Пусть даже сами они о своей вине ещё не знают, — едва слышно прошептала она.
Пришла пора готовиться к войне за берега Стрыя. Главное, на сегодняшний день сделано. Самого грозного и самого последовательного нашего врага — Тару из Сенка, мы с руководства Речной Стражи убрали. Жаль, что сам легион от того мало пострадал. Только молодняк выкосили.
Ну, да ничего, — снова улыбнулась она вдруг ставшей какой-то неприятной, хищной ухмылкой. — Лиха беда начало
Только вот, — качнула задумчиво на головой, — из Амазонии, всё таки придётся убираться. Гибель нескольких тысяч молодняка кое-кто нам не простит. Никогда.
Императрица. Это уже на Востоке… но тоже далеко…*
Казалось, сам воздух в Парадной Зале Церемониальных Приёмов Большого Императорского Дворца Столицы Империи Ящеров потрескивал от царившего во дворце с самого утра чудовищного напряжения. И если присмотреться, то заинтересованному глазу отчётливо можно было увидеть, как с края церемониального одеяния Императрицы, надменно восседающей на Большом Имперском Троне Императоров, медленно и беззвучно срываются маленькие голубоватые молнии, не видимые простому глазу, но, тем не менее, весьма и весьма ощутимые.
Некоторым, особо впечатлительным ящерам даже казалось что сами маленькие, рудиментарные волоски на руках и на теле невольно шевелятся, самим своим шевелением передавая всё более и более растущее напряжение в зале Приёмов.
В Столицу прибыли долгожданные подарки от новых старых кланов, давно и с нетерпением ожидаемые Императрицей Сухайей, и сегодня проходило Представление Этих Подарков. И множество придворного населения Столицы уже заранее готовилось расстаться с головой.
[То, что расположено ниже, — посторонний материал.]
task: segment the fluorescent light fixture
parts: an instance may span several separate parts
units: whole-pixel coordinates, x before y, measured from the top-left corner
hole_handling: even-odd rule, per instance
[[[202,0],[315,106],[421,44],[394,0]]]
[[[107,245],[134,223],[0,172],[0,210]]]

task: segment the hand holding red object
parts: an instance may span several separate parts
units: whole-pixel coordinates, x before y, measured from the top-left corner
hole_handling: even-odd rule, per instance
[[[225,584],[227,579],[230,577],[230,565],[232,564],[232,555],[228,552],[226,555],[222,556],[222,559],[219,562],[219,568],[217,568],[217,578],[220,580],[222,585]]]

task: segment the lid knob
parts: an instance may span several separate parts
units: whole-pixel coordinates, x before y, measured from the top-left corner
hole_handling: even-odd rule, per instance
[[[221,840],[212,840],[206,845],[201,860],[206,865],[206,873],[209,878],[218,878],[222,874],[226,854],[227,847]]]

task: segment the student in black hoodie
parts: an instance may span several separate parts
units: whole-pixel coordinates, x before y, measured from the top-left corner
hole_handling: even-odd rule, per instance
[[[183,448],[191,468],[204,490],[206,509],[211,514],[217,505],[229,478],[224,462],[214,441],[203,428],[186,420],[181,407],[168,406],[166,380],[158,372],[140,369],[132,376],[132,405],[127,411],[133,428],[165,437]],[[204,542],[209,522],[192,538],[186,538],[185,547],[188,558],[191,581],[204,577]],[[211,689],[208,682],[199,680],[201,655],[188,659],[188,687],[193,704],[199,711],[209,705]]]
А если и не с головой, то уж точно с какой-нибудь другой, не менее значимой и драгоценной частью своего тела. Например — с шеей.
Смело заявившие этой весной о своём новом возрождении, старые кланы теперь не менее смело, вернее сказать — грубо и нагло попрали все освещённые веками имперские традиции. Ну а то, что дарение Императрице подарков освещено веками было только в воспалённом жадностью мозгу придворных лизоблюдов, имевших с того свой весомый кусок, холуи из дворца старательно сделали вид, что уже не помнят.
И теперь им приходилось платить за собственноручно выпестованную и взлелеянную за прошедшие годы новую традицию.
— Где послы? — прошелестел по притихшему в страхе залу тусклый, невыразительный голос Императрицы. — Где они? — повторила она вопрос, чуть повысив голос.
Ответа не было. Казалось, все в зале в миг вдруг потеряли способность говорить.
Я тебя спрашиваю, — тихо повторила она, глядя прямо перед собой и казалось, никого вокруг не замечая. — Тебя, Моего Начальника Имперской Безопасности.
— Их и не было, — проскрипел в тишине хриплый голос начальника имперской контрразведки Сум Га Чиа Ду.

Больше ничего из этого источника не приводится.